The point of examining the relationship of productive to unproductive labour is by no means to suggest that one set of workers is more class conscious than another. (And maybe it’s worth emphasising again that when it comes to surplus value ‘productive’ is not synonymous with ‘manual’ nor ‘unproductive’ with ‘sitting in front of a desk’. These sort of myths were propagated by Stalinism and are encouraged by capitalist ideologues to further the belief that socialism is a dead issue.)
The purpose of this enquiry was to challenge the idea that capitalism as it exists today is healthier than ever and this means challenging the basis of its increased growth claims. We have had to clarify how capital’s extortion of unpaid labour from the workforce is the real source of wealth and in so doing have found that, far from overcoming its accumulation crisis, not only has the ratio of the value producing workforce to the unproductive workforce decreased dramatically but that the proportion of ‘national wealth’ accounted for by financial assets which do not represent any new value is unprecedented. The situation of UK capitalism is not unique. It is indicative of the wider malaise of a global system which has an unprecedented supply of financial funds for speculation but fewer and fewer ‘opportunities to invest’. As the Financial Times worries about the news that "business investment sank to a new low as a share of national income last year" financial workers in the City gloat at the prospect of rising bonuses with the lucrative surge in mergers and acquisitions.10 The new economy is certainly wealth-generating for some. In the light of capitalism’s history, however, it has all the makings of a prelude to a spectacular crash.

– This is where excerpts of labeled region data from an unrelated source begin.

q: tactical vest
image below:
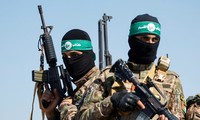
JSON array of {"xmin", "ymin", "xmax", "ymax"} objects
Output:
[
  {"xmin": 110, "ymin": 56, "xmax": 171, "ymax": 120},
  {"xmin": 186, "ymin": 94, "xmax": 200, "ymax": 120}
]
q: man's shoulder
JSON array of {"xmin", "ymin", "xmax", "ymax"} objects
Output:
[{"xmin": 166, "ymin": 70, "xmax": 179, "ymax": 78}]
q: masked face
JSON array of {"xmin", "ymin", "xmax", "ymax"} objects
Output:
[
  {"xmin": 63, "ymin": 50, "xmax": 94, "ymax": 80},
  {"xmin": 128, "ymin": 35, "xmax": 159, "ymax": 64}
]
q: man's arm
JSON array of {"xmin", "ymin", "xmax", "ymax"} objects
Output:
[{"xmin": 165, "ymin": 72, "xmax": 186, "ymax": 120}]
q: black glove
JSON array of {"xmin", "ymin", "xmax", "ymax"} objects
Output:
[{"xmin": 111, "ymin": 91, "xmax": 140, "ymax": 112}]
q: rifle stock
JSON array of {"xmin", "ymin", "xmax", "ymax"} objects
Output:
[{"xmin": 110, "ymin": 59, "xmax": 178, "ymax": 120}]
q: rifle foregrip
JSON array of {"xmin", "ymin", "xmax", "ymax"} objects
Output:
[
  {"xmin": 161, "ymin": 109, "xmax": 178, "ymax": 120},
  {"xmin": 42, "ymin": 34, "xmax": 57, "ymax": 65}
]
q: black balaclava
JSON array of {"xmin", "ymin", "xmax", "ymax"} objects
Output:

We have not done with the new economy yet. In the next issue will look at what is going on from the standpoint of the working class.
- 1See http.www.nationalstatisticsonline; and http.www.esrcsocietytoday.ac.uk
- 2See Part Two of this series, ‘The Value of Capitalist Services’ in Revolutionary Perspectives 36. (leftcom.org)
- 3This figure was reached simply by going through the numbers employed in the various occupations as listed in the 1861 Census. Available online at www.disalspace.dial.pipex.com
- 4Theories of Surplus Value Vol. 1 p.201, Lawrence and Wishart ed.
- 5Capital Vol. 3 p.286, Lawrence and Wishart ed.
- 6Compiled by Craig Lindsay for the Labour Market Division of the ONS in March 2003. Available online from the ONS website.
- 7According to the Financial Times, 24.2.06, the latest ONS figures for the level of output per worker, which relate to 2004, show the UK as “below the average of all other countries in the Group of Seven leading economies…”.
- 8Financial Times 30.4.05.
- 9ESRC website op.cit.
- 10Financial Times, ‘Fears For Economy as Business Investment Falls’, 24.2.06 and also ‘Mergers and Equities Boost City Jobs Market’, 21.2.06.